How long does it take to render using your API? :)

Rendering time scales with the length / complexity of the document. At the moment, our self-serve API renders slower than a headless chrome setup. We are working on speeding this up as it is currently in the order of seconds.
Glad to see people building in the PDF space, which as a format is unfortunately both awful and ubiquitous. Are you planning to build any support for programmatically filling out existing PDF forms? That's a huge pain point our product is facing that doesn't seem easy to solve.
Yes, our focus is on programmatic interactions with PDFs, form filling is on our roadmap, alongside programmatic digital signature and many more.
Amazing, is there anywhere I can follow along to find out when form filling will be available?
Sure! Feel free to join our Discord, we post announcements as soon as new features are released. You can also ask for features, we prioritise these requests with enterprise customer's in our development roadmap.
I'm facing that same pain point of programmatic PDF filling. I noodled around in the PDF format and learned it's a bit difficult to deal with fonts and formatting. But I think this client-side library works well enough, as a start: https://pdf-lib.js.org/#fill-form

I've also heard of one paid API that I forgot but seemed to work well, and this related service https://www.jotform.com/, and I also considered porting some server-side libraries to WASM. One day I'll collect all the libraries and findings in a blog post.

Are you looking to programmatically fill any PDF form by detecting the fields? Or are you filling one known PDF template?

Years ago I needed to programmatically fill PDFs and used this library to achieve it. Funny it has the same name as what you linked: https://www.pdflib.com/

It is a paid commercial product however.

What are you looking for in programmatic pdf filling?
The problem with using Tailwind is that I can't just say <h1>Some Heading</h1>. As noted in the Tailwind documents "All heading elements are completely unstyled by default, and have the same font-size and font-weight as normal text."[1]

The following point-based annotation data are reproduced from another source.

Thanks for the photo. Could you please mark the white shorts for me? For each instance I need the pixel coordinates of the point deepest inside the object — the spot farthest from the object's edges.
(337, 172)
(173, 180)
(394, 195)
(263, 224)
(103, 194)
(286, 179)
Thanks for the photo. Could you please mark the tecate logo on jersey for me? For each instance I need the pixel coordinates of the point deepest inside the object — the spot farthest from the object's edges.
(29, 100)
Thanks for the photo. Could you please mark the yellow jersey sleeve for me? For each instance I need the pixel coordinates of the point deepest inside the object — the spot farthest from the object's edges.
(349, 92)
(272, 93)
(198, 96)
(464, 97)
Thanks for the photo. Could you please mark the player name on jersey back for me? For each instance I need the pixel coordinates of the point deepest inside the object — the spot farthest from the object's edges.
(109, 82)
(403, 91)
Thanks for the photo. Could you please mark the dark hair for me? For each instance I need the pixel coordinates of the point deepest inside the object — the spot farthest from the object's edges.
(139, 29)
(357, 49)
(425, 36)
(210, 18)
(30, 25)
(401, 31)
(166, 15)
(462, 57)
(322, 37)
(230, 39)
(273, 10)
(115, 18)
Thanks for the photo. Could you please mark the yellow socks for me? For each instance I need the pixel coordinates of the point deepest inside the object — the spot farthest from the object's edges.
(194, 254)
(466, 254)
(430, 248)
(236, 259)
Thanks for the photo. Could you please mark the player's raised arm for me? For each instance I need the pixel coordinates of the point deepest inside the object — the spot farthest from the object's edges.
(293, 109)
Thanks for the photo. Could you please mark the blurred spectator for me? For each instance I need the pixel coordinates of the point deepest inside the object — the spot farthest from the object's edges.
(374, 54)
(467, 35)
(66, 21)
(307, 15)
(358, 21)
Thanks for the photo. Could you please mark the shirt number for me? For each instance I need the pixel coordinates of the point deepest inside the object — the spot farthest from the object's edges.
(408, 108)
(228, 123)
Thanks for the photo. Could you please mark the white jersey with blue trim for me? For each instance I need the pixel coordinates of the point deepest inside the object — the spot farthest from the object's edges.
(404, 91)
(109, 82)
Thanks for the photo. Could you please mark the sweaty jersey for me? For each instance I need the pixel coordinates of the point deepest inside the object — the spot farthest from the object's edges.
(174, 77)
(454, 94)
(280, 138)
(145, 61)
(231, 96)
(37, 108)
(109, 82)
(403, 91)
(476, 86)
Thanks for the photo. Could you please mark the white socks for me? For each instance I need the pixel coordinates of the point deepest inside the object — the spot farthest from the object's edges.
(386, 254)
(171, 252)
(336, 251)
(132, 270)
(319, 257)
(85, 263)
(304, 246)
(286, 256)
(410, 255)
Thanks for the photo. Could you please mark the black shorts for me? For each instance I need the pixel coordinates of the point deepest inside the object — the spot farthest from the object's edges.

Most of the time when I'm writing HTML I want a set of default styles for the most common elements, It's tedious and error-prone to have to specify a class every single time.

1 https://tailwindcss.com/docs/preflight

Makes total sense. There is no real requirement to use Tailwind to create the PDFs, we just have grown accustomed to Tailwind :) If you don't use the <Tailwind> tag, the browser defaults are used to generate the PDF.
We're using Gotenberg[1] to convert a rendered web page (with Elixir/Phoenix, in our case) to PDF. Works like a charm and we can use our existing frontend code/styling (including SVG graph generators) which is a huge bonus.

1: https://gotenberg.dev/

We actually experimented with Gotenberg! Ultimately it is a layer on top of Chromium for conversion and we were dissatisfied with the results. I am curious so as to how are you handling assets and other static media / attachments: do you embed everything in a single HTML file or do you use some kind of bucketing system to resolve URLs?
Great question! We actually just use the static assets (stylesheets, images) from our public asset CDN. The generated HTML points to the latest version of those assets, which means we can always use all the latest styling/assets in our generated PDF files.

To give you an idea, this is the kind of PDF files we generate that way: https://assets.walterliving.com/documents/walter-charlotte-d...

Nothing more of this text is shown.